Towers Perrin was a global professional services firm that specialized in human resources, actuarial and insurance consulting and reinsurance brokerage; it merged with Watson Wyatt in January 2010 to form Towers Watson (now part of Willis Towers Watson).[1][3]
High-Level Overview
- Concise summary: Towers Perrin was a long‑standing consulting and actuarial services firm focused on employee benefits, pensions, insurance and reinsurance advisory work for corporates and insurers; after decades of growth and acquisitions it merged with Watson Wyatt to create a larger publicly traded advisory firm in 2010.[1][3]
- Mission (historic): To provide expert actuarial, employee‑benefits and risk/reinsurance advisory services to employers and insurers (the firm built capabilities in pension consulting, compensation and organization consulting, insurance consulting and reinsurance brokerage).[2][3]
- Investment philosophy / key sectors (not an investment firm): As a professional services firm, Towers Perrin invested in growing technical capabilities and M&A to expand offerings—key sectors were employee benefits & pensions, actuarial and insurance/reinsurance consulting, and broader HR/compensation advisory services rather than financial investment markets.[2][3]

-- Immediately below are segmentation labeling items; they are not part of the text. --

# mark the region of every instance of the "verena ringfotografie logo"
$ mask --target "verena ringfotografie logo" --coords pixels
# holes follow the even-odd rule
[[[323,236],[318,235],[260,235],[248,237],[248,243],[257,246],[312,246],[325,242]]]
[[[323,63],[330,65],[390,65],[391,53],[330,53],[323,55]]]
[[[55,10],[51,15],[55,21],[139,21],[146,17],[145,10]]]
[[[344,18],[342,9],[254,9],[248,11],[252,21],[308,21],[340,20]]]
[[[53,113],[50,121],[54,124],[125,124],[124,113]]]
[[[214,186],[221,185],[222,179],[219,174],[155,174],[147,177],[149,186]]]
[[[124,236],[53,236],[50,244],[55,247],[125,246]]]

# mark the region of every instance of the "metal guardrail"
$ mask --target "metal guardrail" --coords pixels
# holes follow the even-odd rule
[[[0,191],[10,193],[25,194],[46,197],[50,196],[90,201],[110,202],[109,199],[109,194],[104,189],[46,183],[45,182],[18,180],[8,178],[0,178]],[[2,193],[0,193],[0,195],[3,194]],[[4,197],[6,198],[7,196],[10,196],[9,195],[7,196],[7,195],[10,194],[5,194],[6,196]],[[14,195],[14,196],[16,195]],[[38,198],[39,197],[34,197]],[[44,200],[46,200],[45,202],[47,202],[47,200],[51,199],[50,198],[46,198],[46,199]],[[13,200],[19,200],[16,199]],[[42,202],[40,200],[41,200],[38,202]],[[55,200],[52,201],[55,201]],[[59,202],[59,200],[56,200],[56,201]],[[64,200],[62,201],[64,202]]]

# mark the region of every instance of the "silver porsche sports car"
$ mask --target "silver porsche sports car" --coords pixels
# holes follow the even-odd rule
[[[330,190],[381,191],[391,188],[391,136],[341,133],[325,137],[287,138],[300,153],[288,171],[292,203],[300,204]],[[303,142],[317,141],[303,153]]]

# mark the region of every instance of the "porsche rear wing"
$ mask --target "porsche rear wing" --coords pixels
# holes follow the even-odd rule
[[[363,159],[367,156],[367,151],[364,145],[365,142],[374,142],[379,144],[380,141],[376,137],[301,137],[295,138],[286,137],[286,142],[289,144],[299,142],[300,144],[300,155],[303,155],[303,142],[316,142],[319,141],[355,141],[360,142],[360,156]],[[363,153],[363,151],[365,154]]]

- Impact on the startup ecosystem: Towers Perrin’s primary influence was on large employers and insurance clients through actuarial and benefits design rather than direct startup investing; its work shaped employer retirement and benefits programs and insurance market practices, indirectly affecting HR tech and insurance tech vendor demand as firms sought analytics and benefits solutions.[3][2]
Origin Story
- Founding year: The firm began as Towers, Perrin, Forster & Crosby on March 1, 1934, in Philadelphia, Pennsylvania.[1][2]
- Key partners / founders: The founding partners included figures from the predecessor practice—names reflected in the firm title (Towers, Perrin, Forster & Crosby) and early leaders such as Walter Forster, noted for pension planning expertise.[2][3]
- Evolution of focus: Initially operating with reinsurance and life divisions, the firm expanded into pensions and employee benefits, grew via acquisitions (notably Tillinghast), broadened geographic reach with international offices from the 1950s onward, and in 1987 shortened its name to Towers Perrin as it scaled into a global consultancy.[2][3]
Core Differentiators
- Deep actuarial and pension expertise: Longstanding reputation in actuarial science and major pension plan work (including early large insured pension plans).[3][2]
- Integrated HR and benefits consulting: Combined compensation, organization and employee‑benefits consulting alongside actuarial services, enabling holistic employer advisory work.[2]
- Reinsurance and insurance consulting capability: Maintained reinsurance brokerage and specialized insurance consulting practices (Tillinghast being an important insurance consulting asset).[1][2]
- Global footprint and growth-by-acquisition: Expanded internationally and strengthened capabilities through acquisitions, giving access to large corporate and insurer clients worldwide.[2][3]
Role in the Broader Tech/Business Landscape
- Trend ridden: The firm rode long-term trends toward corporates outsourcing complex benefits and actuarial functions and the increasing professionalization and globalization of insurance and pension advisory services.[3][2]
- Timing matters: Founded in the 1930s, Towers Perrin grew as employer pension programs and corporate risk management became more complex mid‑century; later globalization and regulatory complexity increased demand for its services.[2][3]
- Market forces in its favor: Rising corporate benefits complexity, regulatory change in pensions/insurance, and the need for sophisticated actuarial analytics supported continued demand for Towers Perrin’s services.[3][2]
- Influence on ecosystem: By advising large employers and insurers, Towers Perrin shaped plan design and risk-transfer decisions that influenced demand for HR systems, benefits platforms and actuarial software vendors—helping create markets for HR/insurtech solutions.
Quick Take & Future Outlook (historical forward view at time of merger)
- What’s next (historical): The 2010 merger with Watson Wyatt was the strategic next step to create a larger, more diversified advisory firm able to compete globally across actuarial, HR and consulting services.[1][3]
- Trends shaping the journey: Consolidation in consulting, greater demand for integrated risk/HR analytics, and technology adoption in benefits and insurance consulting would continue to shape the successor firm’s priorities.[3][2]
- How influence might evolve: By combining with Watson Wyatt (and later becoming part of Willis Towers Watson), the Towers Perrin legacy scaled into a firm with broader brokerage and consulting capabilities, increasing its influence over corporate risk, benefits and insurance markets.[1][3]
Quick take: Towers Perrin was a century‑spanning specialist advisor in pensions, actuarial and insurance consulting whose technical depth and acquisition‑driven growth culminated in the 2010 merger that folded its capabilities into today’s Willis Towers Watson, extending its impact across corporate benefits and insurance advisory markets.[1][3]